« Sur le globe d’argent » : le chef-d’œuvre de Zulawski


Par Claude Monnier : Peu à peu, après des années de purgatoire, les films de Zulawski refont surface dans le monde de l’édition. Et l’on s’aperçoit que, loin d’avoir vieilli comme on pouvait le craindre, ils sont au contraire d’une modernité foudroyante…

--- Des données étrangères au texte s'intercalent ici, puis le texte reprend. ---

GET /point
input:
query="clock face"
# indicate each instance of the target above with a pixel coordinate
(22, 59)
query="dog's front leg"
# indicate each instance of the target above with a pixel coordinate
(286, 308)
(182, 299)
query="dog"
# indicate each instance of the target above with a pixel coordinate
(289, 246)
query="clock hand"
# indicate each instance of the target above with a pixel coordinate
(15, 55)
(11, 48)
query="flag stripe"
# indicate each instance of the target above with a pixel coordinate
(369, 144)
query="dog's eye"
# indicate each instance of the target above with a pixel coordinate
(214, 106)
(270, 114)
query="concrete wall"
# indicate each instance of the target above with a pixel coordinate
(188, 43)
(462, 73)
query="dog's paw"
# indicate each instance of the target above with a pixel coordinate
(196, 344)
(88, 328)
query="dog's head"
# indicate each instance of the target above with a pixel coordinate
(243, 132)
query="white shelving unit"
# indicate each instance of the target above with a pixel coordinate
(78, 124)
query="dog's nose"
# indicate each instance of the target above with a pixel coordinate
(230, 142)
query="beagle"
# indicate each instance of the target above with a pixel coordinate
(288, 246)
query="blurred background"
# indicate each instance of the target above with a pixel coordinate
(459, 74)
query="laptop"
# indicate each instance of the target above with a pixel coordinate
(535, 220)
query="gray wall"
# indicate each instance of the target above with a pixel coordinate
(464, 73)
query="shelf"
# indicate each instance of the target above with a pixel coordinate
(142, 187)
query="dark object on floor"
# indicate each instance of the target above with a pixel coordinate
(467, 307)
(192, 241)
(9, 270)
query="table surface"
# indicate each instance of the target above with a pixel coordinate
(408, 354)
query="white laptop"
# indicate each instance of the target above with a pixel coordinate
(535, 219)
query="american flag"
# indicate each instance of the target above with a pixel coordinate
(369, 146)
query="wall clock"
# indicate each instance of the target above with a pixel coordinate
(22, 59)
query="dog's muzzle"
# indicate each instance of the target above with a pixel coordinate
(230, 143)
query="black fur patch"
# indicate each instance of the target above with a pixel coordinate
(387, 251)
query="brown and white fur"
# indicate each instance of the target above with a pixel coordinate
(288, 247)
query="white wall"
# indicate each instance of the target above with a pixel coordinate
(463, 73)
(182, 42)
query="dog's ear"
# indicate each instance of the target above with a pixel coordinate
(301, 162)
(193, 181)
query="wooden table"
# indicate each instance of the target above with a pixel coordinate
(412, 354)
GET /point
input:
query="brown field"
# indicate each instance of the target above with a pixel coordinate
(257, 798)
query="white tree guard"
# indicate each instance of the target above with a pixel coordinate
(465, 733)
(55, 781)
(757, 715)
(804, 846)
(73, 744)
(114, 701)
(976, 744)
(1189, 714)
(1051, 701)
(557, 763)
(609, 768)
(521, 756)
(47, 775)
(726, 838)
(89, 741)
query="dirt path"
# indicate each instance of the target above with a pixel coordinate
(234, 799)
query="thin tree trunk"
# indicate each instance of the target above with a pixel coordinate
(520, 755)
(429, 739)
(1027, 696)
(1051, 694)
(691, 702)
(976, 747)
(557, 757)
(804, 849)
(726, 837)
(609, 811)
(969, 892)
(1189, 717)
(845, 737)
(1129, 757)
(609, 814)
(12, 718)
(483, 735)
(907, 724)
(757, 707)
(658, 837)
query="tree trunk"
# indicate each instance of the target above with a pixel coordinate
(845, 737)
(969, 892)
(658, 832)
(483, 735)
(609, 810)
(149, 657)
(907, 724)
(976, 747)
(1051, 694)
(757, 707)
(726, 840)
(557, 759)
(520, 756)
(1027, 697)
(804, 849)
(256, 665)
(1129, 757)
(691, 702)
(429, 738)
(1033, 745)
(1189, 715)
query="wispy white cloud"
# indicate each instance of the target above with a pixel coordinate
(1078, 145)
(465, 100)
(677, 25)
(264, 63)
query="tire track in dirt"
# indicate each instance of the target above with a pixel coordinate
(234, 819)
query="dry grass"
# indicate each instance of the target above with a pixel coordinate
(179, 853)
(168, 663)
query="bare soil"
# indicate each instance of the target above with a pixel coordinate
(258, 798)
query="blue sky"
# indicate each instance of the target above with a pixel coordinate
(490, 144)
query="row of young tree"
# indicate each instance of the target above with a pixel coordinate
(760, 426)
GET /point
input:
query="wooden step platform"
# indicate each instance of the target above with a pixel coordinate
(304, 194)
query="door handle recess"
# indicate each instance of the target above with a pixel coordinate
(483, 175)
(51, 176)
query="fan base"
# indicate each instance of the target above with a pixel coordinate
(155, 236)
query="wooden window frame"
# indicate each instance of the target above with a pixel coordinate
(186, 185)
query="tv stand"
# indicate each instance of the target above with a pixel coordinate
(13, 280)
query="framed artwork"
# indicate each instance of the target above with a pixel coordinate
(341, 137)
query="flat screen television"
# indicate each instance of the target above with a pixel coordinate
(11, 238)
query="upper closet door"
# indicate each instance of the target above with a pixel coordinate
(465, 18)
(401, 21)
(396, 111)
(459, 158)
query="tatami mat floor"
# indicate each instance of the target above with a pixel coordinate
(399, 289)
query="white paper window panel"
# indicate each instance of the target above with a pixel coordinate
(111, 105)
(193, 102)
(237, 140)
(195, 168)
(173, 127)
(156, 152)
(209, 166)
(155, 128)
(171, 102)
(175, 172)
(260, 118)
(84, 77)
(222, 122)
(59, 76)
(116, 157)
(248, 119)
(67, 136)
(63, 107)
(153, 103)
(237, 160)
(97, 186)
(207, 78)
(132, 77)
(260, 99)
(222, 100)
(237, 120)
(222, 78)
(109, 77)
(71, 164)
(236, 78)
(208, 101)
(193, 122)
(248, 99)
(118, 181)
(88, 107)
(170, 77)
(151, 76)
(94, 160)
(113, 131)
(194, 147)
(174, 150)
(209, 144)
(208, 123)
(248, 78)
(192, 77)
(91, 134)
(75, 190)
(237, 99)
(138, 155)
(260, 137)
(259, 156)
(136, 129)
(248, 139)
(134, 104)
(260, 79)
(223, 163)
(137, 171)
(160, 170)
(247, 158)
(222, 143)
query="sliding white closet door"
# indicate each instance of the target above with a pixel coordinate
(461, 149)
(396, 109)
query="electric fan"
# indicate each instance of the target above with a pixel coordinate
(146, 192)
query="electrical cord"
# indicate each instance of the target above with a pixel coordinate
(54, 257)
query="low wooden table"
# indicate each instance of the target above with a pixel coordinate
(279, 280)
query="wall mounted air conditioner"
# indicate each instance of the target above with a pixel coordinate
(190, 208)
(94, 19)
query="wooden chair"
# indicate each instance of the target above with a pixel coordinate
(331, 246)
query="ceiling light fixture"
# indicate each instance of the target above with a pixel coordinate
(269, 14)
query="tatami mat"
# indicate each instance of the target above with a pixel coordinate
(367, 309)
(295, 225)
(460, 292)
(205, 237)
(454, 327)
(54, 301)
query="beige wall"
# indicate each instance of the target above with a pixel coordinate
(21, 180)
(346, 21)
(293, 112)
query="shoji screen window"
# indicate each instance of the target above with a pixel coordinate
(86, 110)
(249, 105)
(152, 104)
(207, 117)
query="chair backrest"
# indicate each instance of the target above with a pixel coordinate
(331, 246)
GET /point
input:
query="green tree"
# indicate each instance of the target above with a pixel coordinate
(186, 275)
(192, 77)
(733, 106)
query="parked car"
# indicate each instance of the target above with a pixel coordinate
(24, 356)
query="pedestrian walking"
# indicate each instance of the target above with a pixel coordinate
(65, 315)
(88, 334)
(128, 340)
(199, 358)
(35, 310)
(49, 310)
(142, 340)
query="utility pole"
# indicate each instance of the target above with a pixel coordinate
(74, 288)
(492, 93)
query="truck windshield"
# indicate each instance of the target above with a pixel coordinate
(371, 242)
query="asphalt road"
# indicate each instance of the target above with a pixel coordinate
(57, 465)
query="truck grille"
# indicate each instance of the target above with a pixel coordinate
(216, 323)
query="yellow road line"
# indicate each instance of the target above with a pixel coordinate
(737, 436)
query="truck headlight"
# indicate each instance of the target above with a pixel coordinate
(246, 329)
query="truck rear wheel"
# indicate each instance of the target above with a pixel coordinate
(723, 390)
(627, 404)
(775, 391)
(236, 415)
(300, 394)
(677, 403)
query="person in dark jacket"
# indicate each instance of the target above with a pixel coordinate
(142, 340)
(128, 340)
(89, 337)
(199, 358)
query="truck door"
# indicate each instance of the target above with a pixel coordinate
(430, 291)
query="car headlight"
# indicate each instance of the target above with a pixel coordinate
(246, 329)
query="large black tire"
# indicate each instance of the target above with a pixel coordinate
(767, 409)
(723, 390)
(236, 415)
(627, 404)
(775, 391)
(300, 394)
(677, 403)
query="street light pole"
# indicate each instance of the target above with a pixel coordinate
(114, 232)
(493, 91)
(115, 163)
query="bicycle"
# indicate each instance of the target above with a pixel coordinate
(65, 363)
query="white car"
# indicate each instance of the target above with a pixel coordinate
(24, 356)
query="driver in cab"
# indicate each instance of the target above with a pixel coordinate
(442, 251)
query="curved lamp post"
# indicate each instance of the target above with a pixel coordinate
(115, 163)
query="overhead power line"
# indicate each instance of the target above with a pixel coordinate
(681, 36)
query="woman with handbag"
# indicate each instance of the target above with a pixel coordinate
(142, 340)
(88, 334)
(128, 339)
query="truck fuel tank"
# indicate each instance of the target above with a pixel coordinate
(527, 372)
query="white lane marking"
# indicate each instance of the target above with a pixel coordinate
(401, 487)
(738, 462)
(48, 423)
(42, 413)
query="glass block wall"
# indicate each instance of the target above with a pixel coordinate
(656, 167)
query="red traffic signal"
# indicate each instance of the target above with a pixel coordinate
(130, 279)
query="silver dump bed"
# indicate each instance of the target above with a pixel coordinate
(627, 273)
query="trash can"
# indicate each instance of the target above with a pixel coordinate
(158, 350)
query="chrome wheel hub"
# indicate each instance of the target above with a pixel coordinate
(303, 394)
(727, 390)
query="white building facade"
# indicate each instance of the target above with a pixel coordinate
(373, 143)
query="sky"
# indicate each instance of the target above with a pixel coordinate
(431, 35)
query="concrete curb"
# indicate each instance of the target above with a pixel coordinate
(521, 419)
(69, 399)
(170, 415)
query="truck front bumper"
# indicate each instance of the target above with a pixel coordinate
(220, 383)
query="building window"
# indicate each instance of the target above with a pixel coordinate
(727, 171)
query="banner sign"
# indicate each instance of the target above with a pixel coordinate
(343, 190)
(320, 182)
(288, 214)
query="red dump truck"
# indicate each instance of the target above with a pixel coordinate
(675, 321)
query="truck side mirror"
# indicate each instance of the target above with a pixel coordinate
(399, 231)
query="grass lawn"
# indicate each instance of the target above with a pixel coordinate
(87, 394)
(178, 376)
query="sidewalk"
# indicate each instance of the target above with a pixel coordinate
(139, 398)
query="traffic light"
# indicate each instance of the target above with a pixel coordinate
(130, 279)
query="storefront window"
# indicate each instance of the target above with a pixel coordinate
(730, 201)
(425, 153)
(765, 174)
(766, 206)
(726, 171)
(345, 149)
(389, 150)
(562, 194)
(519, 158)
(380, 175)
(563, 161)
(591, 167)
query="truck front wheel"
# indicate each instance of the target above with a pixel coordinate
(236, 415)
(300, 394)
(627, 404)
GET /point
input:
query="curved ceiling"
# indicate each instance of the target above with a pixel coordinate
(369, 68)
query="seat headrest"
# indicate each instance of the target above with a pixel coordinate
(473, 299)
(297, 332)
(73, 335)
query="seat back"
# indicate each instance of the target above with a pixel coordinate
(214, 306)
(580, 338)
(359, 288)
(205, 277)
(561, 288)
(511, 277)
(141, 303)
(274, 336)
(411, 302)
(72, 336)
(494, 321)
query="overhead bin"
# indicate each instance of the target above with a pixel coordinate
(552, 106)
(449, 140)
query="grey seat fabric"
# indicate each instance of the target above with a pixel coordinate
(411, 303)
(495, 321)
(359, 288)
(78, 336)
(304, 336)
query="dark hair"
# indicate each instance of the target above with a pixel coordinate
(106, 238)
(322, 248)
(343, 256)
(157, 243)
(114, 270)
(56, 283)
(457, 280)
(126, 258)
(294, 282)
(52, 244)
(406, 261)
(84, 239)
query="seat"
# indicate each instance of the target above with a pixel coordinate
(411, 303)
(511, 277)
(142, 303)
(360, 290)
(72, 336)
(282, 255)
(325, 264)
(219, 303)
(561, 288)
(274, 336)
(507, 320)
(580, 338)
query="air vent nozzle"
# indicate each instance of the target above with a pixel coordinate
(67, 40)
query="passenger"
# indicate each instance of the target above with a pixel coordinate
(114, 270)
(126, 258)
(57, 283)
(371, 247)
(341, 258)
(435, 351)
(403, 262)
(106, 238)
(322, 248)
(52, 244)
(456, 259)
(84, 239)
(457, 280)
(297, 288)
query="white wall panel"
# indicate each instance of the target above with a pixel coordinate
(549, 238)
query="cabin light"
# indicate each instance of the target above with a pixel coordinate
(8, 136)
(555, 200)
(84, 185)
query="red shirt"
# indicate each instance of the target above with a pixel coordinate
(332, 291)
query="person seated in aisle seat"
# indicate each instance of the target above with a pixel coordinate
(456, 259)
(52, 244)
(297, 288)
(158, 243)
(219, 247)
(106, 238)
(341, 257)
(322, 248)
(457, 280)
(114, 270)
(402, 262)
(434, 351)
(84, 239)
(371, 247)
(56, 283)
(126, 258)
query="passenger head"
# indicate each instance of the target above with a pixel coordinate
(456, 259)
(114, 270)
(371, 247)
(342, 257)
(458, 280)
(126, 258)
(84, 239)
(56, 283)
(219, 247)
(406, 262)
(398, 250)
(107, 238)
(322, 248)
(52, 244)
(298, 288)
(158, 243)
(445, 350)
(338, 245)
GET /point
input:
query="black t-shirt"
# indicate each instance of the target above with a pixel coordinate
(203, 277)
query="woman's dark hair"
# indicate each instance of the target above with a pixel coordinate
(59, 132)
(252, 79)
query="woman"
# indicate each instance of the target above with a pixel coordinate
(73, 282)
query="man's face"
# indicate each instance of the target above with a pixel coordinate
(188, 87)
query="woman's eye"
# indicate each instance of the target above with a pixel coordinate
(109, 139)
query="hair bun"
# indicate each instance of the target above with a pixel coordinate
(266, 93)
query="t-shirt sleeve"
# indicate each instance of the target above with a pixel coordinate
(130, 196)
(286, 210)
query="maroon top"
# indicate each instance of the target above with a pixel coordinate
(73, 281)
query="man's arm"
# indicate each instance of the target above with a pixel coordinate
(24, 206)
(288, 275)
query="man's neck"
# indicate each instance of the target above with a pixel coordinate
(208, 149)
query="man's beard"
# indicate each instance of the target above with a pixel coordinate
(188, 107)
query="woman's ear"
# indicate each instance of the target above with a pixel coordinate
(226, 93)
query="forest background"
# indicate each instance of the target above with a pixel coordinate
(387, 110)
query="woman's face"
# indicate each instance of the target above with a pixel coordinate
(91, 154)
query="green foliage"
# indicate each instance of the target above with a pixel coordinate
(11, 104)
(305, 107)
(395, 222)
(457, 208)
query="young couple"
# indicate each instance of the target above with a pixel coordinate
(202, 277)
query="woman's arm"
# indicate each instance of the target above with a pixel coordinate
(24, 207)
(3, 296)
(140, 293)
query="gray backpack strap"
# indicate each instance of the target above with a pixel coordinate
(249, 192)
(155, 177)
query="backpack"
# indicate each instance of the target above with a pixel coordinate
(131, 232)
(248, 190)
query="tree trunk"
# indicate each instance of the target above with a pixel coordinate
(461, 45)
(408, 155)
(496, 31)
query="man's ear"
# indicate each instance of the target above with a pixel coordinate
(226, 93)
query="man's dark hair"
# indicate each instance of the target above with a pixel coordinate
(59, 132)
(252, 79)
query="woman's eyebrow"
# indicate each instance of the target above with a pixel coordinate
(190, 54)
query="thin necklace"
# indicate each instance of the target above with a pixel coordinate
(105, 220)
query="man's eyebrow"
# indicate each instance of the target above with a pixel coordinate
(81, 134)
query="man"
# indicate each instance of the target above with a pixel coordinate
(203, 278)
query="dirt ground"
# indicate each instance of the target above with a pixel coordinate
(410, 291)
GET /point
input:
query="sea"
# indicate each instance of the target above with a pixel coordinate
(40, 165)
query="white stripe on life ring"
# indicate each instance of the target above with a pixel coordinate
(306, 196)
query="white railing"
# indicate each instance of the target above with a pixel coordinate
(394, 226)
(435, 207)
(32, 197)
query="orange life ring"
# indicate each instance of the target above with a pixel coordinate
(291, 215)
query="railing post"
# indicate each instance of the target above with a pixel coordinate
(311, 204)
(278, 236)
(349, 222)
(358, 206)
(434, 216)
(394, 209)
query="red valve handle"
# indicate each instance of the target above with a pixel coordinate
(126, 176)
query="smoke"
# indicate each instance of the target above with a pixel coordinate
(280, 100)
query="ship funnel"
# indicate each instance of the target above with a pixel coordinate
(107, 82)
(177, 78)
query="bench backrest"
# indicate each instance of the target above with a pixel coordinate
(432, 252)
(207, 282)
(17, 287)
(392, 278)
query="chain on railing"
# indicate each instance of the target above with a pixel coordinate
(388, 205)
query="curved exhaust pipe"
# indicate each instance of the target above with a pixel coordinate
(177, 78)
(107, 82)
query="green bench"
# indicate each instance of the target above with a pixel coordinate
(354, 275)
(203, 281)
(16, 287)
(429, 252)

Rareté parmi les raretés, « Sur le globe d’argent » est ressorti cette année chez Le Chat qui fume, dans une copie HD à se damner. « Sur le globe d’argent », c’est le projet le plus ambitieux de Zulawski, une fresque de science-fiction entreprise en Pologne au milieu des seventies. L’histoire de cosmonautes (puisqu’on est dans les pays de l’Est) quittant une Terre post-apocalyptique et espérant fonder une nouvelle civilisation sur une planète lointaine et sauvage. Sur place, de génération en génération, ce sera le retour au primitivisme, au fanatisme religieux, au culte du chef, à la guerre… Il est fou de se dire que Zulawski a réalisé ce film au moment où George Lucas réalisait « Star Wars », les deux cinéastes travaillant sans le savoir dans la même direction : le futur à rebours, aux antipodes de « 2001 ». Disons simplement que Zulawski est un Lucas qui serait resté concentré pendant trois heures sur les Jawas et les Hommes des sables ! Et il est tout aussi fou de se dire que Zulawski devançait d’un an ou deux Coppola dans sa folie démiurgique d’« Apocalypse Now ». En effet, ayant eu les grands moyens de la part du gouvernement polonais, Zulawski et son équipe se sont laissés emporter par le sujet, ont pété les plombs (et le budget), se sont isolés pendant des mois au fin fond de l’Europe orientale, et ont créé dans des conditions extrêmes les images les plus folles. Cette démesure et ce délire sont évidemment responsables de la catastrophe qui attendait le film : interruption du tournage et destruction des décors par les autorités communistes, alors que Zulawski avait déjà emmagasiné 80 % du film… Dix ans plus tard, en 1987, un gouvernement polonais plus clément redonna à Zulawski l’occasion de finir son film, qui dormait dans les boîtes. Devant l’impossibilité manifeste de reprendre le tournage (vieillissement ou décès de certains acteurs et techniciens), le cinéaste décida de faire tout de même le montage, commanda une musique (sublime) à son ami Andrzej Korzynski et remplaça les parties non filmées du script par de longs travellings chaotiques sur la Pologne de 1987. Idée judicieuse, en forme de paradoxe temporel, qui semble nous dire que ce futur fou, oppressant, se déroule en même temps que ce présent tout aussi fou et oppressant. Que l’un engendre l’autre, dans une forme une boucle maudite.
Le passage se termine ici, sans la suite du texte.